Banks in Greece are wholly dependent on the ECB for their liquidity. After a year of steady withdrawals their deposits are so reduced that without the cash from the Emergency Liquidity Assistance program provided by the ECB operating as the traditional lender of last resort and currently frozen at 89 billion euros, the banks would have collapsed.
The Greek proposals will be forwarded to its creditors, the ECB, the IMF and the EU Commission for analysis. Their recommendations will then be sent to Euro group, the finance ministers of the Euro zone countries for their opinion and finally the entire EMU will consider the proposals on Sunday.
European officials have expressed doubt that Greece will make the concessions necessary to obtain a deal.
ECB president Mario Draghi had reservations that a deal could be arranged in time. ”I don't know, this time it's really difficult," he said.

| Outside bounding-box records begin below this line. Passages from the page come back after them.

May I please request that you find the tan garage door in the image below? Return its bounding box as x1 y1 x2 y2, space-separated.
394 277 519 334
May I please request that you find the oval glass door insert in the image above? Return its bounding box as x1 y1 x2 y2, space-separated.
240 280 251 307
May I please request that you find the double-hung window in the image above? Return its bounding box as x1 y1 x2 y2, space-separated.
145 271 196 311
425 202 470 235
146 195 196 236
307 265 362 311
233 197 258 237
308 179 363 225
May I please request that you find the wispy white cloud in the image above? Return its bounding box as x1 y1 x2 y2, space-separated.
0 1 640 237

European Council President Donald Tusk, who will chair the Euro group meeting said he hoped that both Greece and its creditors would propose "realistic” solutions to the country’s debt problem.
The endgame will be determined by the ECB whose ELA funding is essential to the Greek financial system. Its decision, though, will come ultimately from Berlin, Paris and the political leaders of the EMU.
Within few days the Greek banks will completely run out of cash. If by then an agreement with its creditors has not secured an increase in its ELA funding from the ECB, the ATMs will begin to run dry. When that happens the government will be forced to issue some sort of script to pays its own bills, pensions and other obligations.
That will be the effective Greek exit from the euro. It would not be irreversible but since an inability to compromise brought it about in the first place, the parties would have to have a sudden change of heart to reconstitute the euroas the currency of Greece.